『未定』VII を古書善行堂で発見。たまたま前の日に矢川澄子の略歴を調べていて《1954年、同人誌「未定」に参加》という記述を読んだばかりだった。買うしかない。
『未定』は学習院大学の人たちを中心にドイツ文学やフランス文学などの翻訳、評論あるいは詩や小説などの創作を掲載していたようである。澁澤龍彦と交際を始めた矢川は『未定』へ澁澤を誘った。
その結果、以下の作品が『未定』に発表されている。
なお、Webcat Plus の『未定』データも参考までに掲げておく。復刻版が出ているようだ。

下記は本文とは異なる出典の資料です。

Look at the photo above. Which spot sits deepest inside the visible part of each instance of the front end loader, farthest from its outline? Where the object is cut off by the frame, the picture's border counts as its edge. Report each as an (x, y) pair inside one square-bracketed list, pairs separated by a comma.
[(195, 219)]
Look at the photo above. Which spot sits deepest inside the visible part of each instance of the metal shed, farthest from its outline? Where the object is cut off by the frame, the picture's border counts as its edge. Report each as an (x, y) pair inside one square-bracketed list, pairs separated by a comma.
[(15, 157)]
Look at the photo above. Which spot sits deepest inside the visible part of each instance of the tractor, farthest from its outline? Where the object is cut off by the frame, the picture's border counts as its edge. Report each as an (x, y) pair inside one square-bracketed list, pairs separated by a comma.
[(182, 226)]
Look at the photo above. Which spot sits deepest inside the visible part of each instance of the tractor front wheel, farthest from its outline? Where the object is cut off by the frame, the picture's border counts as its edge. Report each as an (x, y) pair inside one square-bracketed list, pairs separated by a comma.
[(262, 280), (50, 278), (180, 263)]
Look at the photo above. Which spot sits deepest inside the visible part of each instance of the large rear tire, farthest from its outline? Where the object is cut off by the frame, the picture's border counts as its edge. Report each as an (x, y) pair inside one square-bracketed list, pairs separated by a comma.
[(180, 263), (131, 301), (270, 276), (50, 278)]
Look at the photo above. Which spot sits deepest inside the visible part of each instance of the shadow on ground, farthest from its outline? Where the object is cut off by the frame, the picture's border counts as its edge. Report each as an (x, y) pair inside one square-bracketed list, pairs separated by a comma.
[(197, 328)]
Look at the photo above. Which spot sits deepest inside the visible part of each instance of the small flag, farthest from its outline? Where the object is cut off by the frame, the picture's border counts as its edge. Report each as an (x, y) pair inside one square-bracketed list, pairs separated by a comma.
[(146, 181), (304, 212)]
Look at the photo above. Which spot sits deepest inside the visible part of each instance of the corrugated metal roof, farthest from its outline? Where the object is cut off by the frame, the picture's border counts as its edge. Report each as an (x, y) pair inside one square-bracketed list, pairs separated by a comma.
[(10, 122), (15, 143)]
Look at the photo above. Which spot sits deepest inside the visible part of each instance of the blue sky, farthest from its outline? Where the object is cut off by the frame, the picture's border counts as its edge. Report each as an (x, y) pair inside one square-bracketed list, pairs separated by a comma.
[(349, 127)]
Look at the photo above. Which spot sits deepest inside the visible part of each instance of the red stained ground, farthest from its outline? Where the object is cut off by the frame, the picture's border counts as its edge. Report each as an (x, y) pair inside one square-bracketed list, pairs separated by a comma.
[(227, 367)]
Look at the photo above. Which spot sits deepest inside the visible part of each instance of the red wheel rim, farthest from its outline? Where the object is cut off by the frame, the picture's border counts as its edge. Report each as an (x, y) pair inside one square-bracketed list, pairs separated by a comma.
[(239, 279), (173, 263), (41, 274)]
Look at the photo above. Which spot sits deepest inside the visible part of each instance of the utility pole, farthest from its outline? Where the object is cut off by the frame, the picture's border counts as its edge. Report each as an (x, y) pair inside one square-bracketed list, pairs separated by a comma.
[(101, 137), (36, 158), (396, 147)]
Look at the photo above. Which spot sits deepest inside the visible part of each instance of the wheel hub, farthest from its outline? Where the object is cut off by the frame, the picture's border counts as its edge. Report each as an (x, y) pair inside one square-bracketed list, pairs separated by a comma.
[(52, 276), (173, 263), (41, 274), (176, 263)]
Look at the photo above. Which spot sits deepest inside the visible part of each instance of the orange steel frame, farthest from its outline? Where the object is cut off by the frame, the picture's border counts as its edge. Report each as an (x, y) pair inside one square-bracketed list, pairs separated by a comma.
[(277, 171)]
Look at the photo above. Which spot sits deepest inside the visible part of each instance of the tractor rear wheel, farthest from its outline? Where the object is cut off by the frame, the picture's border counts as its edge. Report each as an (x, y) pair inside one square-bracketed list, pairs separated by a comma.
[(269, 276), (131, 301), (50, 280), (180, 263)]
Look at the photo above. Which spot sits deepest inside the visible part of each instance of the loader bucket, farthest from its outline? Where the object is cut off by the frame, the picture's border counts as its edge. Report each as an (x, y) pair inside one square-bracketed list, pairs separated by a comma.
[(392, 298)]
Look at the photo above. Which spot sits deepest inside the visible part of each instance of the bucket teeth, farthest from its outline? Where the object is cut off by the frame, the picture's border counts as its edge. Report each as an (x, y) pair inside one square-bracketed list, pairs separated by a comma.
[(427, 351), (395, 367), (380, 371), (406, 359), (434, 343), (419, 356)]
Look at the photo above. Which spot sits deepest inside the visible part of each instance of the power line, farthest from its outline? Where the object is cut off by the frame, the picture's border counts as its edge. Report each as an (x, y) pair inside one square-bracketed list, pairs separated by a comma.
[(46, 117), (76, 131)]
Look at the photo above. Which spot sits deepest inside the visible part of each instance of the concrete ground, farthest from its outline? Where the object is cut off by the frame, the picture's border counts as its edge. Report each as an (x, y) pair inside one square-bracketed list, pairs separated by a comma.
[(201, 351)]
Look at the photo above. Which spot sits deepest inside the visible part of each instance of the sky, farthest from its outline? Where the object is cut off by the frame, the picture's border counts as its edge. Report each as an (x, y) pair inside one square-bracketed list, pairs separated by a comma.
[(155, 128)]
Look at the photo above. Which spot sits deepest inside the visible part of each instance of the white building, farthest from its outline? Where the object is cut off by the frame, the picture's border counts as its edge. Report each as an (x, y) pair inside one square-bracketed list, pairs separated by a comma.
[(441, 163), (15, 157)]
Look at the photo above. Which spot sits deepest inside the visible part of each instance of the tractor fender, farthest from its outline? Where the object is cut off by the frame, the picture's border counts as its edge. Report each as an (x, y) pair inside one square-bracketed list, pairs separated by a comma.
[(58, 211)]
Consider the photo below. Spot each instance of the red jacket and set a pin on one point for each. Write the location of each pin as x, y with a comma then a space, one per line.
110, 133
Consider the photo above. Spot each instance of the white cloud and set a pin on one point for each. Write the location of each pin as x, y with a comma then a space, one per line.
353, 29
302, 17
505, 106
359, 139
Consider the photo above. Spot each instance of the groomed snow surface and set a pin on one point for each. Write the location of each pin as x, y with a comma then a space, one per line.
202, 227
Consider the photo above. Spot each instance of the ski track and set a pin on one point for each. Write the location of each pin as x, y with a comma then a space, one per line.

7号に同人として名前が上がっているのは以下の人々。少なくとも七人は大学教授になっている。また澁澤は『未定』でのつながりからだろうか、藤井経三郎詩集『襟裳岬』(ピポー叢書、国文社、1959)に序文を執筆してもいる。
岩淵達治
飯島智子
伊藤嘉啓
榎本皎子
片山晴雄
菊池 甫
島田信一
多田智満子
戸星善宏
中島悠爾
藤井経三郎
三橋 光
村田経和
両角正司
矢川澄子
吉田再造
渡辺貴美子
7号に矢川澄子は「ロマンス・グレイ・ファンタスティック」という不思議なプラトニックラブについての短い小説を発表している。好きな上司をずっと慕いつづけて死ぬまで会社勤めをやめない、という妄想のような……。ごく一部を引用してみると、こんな感じ。
矢川は1959年1月に澁澤龍彦と結婚していたから、さて、この小説をどう読めばいいのか、ちょっと迷ってしまう。